Now we live in a scientific world with scientific examinations of time, but individuals still have the intimate experience and understandings of time as we sift through and sort out our own lived lives. While writing a paper last year surrounding Niebuhrian ethics and the notions of self, I came across this quote and it has continued to stir my imagination.

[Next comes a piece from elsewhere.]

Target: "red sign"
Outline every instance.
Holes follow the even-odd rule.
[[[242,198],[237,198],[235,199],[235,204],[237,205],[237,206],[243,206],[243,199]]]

My past is with me now; it is in my present as conscious and unconscious memory; it is here now as habits of behavior, of speech and thought, as ways of cutting up and dividing into shapes and forms the great mass of impressions made on my senses by the energies assailing them from without. My interpersonal past also is with me in all my present meetings with other selves. It is there in all my love and guilt. The self does not leave its past behind as the moving hand of a clock does; its past is inscribed into it more deeply than the past of geologic formations is crystallized in their present form. As for the future, the not-yet, it is present in my now in expectations and anxieties, in anticipations and commitments, in hopes and fears. To be a self is to live toward the future. H.R. Niebuhr

3 comments:

Bob Harris said...

I think this is good, even if I'm not sure I understand it. You are the accumulation of your past experiences, good and bad?

I did Wiki Reinhold Niebuhr.

Kate Augusta said...

I don't understand time either, but I have ideas about it. Regarding Niebuhr, I think this piece can take you in a lot of different directions. One of the things it makes me think about is that people live what they know. And become what they've lived. And live what they've lived. And when two "selves" meet, - all of that is operating in the exchange and conversation. From a process position: a more gracious awareness of this could put forth a greater sensitivity and patience with one another.

November 27, 2007 6:05 AM

Anonymous said...

I am the sum total of the portion of my life that has been revealed to me.